Doméstico viene del latín domus, que significa casa y se refiere a lo hogareño. No es una gran confesión que al posar en la mente la palabra doméstico, a ella lleguen unas cuantas imágenes de espacios que conforman una casa del común: sala, cocina, habitación, aseo, mercado, comunidad, entre otros. Para no extendernos, no más en los tres primeros hay una fijación directa con la mujer. Tanto la sala, como la cocina, como la habitación han sido, desde que tenemos memoria, lugares de dominio femenino en lo que respecta a su limpieza y organización, ya sea por alguna mujer de la familia o externa a ella, que se gana los pesos haciendo esas labores: labores del arte doméstico, exclusivo de féminas.

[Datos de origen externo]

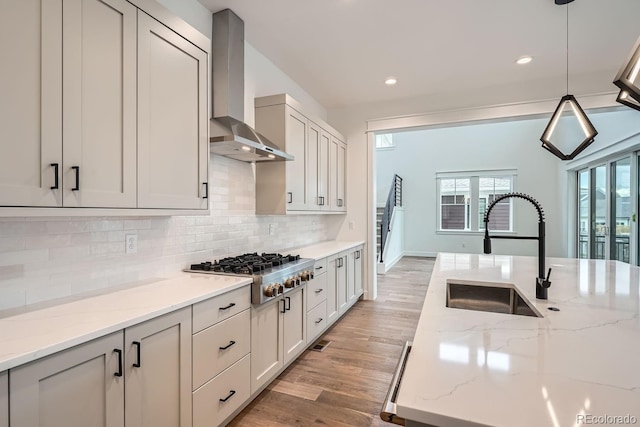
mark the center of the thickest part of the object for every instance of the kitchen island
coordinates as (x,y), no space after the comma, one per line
(575,366)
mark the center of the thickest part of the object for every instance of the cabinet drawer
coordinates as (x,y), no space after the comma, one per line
(216,309)
(209,405)
(320,266)
(209,356)
(316,291)
(316,321)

Si la dependencia de la situación de la mujer reside en unas circunstancias económicas y sociales, y si coincidimos en la relación de lo doméstico con la mujer desde que somos niños, es decir, desde que esta idea es inculcada directa (aprenda para cuando se case / a los niños se les sirve más) o indirectamente (tu nueva cocinita incluye delantal y limpión / deje ahí el reguero que eso no es cosa de niños) en nosotros, ¿qué ocurriría si, por ejemplo, respondemos a los cuestionamientos de Lamassone, Llano y Candiani para dejar de concebir a la mujer como aquel ser vacío y domesticable y equiparable con el verbo de amansar animales, ese mismo digno de las artes domésticas?

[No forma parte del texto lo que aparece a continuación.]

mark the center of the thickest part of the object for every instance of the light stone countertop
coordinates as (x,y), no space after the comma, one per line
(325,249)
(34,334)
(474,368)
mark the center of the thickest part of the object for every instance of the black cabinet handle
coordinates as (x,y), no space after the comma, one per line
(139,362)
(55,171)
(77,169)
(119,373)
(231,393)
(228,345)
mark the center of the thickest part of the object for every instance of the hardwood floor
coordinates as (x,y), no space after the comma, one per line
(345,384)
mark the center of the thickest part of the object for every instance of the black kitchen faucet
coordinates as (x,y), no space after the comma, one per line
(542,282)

¿Qué ocurriría si damos más pasos tras las huellas de aquellas mujeres que han tenido el valor de desmitificar la condición de este género y se han autorizado para volverse las dueñas de sí mismas y hacer eco de lo que su corazón quería que fueran? Como María, que se atrevió a decir, nada más ni nada menos, que era la madre de Dios, que la divinidad venía en ella y no en paraísos extraviados; como la Pola, que ante el poderío de la Corona española gritó: “Aunque mujer y joven, me sobra valor para sufrir la muerte y mil muertes más”; como Emmeline Pankhurst, luchadora por la igualdad en el derecho político de la mujer para votar; como Kate Millet con su poderosísima declaración: “Mientras nosotras amábamos, ellos gobernaban”, y Elizabeth Cady, al decir que todo está fundado en la creencia de que la mujer fue hecha para el hombre; como tantas que han gritado, bailado, escrito o si quiera imaginado a las mujeres dueñas de sí y del balbuceo de imágenes que se produce en la memoria de una sociedad cuando suena la palabra mujer.

“No les deseo a las mujeres que tengan poder sobre los hombres, sino sobre sí mismas” (Mary Wollstonecraft).